In late February, Best Buy Co Inc BBY announced plans for a lease-to-own partnership with Progressive Leasing, a subsidiary of Aaron's, Inc. AAN.
The partnership could potentially add 2-5 percent to Best Buy’s sales over the next two to three years, according to KeyBanc Capital Markets.
The Analyst
KeyBanc Capital Markets’ Bradley Thomas maintains a Sector Weight rating on Best Buy.
The Thesis
The lease-to-own offer will be available at around two-thirds of Best Buy’s stores, and nearly all products in those stores will be eligible, Thomas said in a Tuesday note.
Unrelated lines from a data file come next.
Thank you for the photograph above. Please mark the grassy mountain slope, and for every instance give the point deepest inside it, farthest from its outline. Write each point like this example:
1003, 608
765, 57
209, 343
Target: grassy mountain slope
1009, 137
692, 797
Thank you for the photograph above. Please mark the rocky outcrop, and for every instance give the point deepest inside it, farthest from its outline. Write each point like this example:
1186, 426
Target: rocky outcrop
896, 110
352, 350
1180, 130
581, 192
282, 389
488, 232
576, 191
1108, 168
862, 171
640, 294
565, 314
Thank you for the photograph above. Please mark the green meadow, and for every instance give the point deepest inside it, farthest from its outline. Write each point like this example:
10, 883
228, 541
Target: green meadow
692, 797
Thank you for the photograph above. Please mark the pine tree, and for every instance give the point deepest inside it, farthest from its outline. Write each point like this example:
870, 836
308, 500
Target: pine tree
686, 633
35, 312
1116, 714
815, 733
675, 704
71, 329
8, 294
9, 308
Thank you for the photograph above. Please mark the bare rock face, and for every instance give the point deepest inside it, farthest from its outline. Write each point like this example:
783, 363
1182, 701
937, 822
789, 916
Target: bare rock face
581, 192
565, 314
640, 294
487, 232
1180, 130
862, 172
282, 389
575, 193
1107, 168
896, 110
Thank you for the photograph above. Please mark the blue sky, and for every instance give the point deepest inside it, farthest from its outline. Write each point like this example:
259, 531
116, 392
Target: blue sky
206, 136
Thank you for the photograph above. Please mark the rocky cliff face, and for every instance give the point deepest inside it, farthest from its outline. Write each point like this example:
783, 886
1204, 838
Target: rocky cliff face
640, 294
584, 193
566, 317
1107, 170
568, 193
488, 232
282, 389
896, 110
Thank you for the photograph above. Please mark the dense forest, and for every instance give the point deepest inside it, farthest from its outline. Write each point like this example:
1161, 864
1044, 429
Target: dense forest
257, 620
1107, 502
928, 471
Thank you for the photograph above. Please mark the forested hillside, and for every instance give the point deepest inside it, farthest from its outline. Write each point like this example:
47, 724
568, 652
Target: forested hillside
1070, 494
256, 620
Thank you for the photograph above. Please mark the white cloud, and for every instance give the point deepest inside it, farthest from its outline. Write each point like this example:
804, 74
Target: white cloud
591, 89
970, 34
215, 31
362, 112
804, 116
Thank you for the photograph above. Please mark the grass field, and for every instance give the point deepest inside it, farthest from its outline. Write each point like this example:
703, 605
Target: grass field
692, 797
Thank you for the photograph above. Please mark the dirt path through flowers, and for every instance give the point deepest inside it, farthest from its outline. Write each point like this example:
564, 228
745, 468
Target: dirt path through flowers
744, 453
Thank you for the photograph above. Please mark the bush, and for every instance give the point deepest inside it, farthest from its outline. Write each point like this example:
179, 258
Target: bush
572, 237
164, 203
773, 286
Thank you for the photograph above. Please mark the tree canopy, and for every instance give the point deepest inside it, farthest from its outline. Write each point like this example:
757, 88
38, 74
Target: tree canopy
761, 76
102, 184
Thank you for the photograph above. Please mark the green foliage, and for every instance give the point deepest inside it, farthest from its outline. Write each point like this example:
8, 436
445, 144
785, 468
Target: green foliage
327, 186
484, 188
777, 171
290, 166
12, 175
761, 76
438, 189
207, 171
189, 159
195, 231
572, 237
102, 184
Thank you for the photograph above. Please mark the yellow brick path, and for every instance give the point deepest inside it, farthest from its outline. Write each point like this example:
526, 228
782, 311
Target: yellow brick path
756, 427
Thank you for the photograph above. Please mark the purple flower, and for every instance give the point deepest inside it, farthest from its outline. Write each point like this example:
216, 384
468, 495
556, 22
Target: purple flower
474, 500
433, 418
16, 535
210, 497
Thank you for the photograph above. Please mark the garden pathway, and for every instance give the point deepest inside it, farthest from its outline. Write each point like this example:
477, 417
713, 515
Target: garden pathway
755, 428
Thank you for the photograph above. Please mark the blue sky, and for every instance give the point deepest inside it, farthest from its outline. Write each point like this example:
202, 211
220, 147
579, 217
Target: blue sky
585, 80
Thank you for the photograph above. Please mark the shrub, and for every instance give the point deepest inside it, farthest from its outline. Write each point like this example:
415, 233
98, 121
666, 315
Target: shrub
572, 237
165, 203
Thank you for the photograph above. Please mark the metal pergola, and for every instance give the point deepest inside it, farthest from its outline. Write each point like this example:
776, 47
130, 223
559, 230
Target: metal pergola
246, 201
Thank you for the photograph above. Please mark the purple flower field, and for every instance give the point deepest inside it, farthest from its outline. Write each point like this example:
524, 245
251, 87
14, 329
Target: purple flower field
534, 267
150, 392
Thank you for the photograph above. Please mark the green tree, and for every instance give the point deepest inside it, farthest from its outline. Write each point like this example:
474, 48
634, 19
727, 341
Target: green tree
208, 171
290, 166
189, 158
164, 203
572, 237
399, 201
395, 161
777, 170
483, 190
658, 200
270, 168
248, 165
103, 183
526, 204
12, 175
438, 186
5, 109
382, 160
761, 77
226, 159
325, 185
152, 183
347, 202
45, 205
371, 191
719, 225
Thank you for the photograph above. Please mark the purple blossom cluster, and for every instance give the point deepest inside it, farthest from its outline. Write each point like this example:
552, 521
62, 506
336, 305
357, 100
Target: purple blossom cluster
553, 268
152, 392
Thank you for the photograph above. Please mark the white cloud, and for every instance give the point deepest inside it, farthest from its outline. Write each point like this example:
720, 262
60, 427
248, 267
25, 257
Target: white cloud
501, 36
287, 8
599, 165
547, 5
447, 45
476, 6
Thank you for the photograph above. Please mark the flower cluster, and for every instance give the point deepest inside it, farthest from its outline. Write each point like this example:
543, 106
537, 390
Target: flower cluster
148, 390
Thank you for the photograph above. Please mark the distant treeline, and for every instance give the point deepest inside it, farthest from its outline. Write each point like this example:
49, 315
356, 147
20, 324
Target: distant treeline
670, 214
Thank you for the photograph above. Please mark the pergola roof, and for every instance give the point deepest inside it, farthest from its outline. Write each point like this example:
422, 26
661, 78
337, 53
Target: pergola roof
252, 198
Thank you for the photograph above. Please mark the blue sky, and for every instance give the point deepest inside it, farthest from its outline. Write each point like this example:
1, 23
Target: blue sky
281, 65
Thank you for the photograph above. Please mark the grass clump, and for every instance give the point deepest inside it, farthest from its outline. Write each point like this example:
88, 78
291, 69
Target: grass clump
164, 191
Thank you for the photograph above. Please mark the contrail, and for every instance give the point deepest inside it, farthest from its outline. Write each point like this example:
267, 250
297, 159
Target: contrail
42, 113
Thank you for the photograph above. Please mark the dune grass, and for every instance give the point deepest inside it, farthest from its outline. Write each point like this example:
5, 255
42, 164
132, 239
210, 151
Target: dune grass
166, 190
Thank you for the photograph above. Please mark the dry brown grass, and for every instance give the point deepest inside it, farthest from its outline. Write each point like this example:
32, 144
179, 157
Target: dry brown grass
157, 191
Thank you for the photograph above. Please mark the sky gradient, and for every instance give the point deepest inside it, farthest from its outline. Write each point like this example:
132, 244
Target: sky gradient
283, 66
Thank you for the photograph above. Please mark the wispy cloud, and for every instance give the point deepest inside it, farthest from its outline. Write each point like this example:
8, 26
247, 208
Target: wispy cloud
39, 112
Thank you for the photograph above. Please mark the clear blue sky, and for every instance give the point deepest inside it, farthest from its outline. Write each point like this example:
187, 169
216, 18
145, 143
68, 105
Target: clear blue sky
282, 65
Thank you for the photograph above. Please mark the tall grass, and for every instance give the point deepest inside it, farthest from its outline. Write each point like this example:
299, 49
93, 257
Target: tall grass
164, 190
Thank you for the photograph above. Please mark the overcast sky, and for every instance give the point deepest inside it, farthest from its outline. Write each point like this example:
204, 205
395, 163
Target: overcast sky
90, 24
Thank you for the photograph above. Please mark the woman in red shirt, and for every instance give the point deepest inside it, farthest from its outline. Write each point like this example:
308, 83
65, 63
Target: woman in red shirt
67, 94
The consumer electronics retailer began with a pilot that was found to drive improved transactions and inspired more confidence in the Best Buy credit card, the analyst said. The Progressive Leasing partnership holds no credit risk for Best Buy, as the company will be paid full retail prices by Progressive, he said.
Progressive’s success at other retailers suggests the plan could boost Best Buy’s sales by 2-5 percent over the next two to three years, Thomas said.
“We estimate Progressive will contribute 50-100 bps this year to BBY comps, but see this as having upside potential depending on the pace of the rollout and success of in-store execution.”
Price Action
Best Buy shares were trading slightly higher at $68.39 at the time of publication Thursday.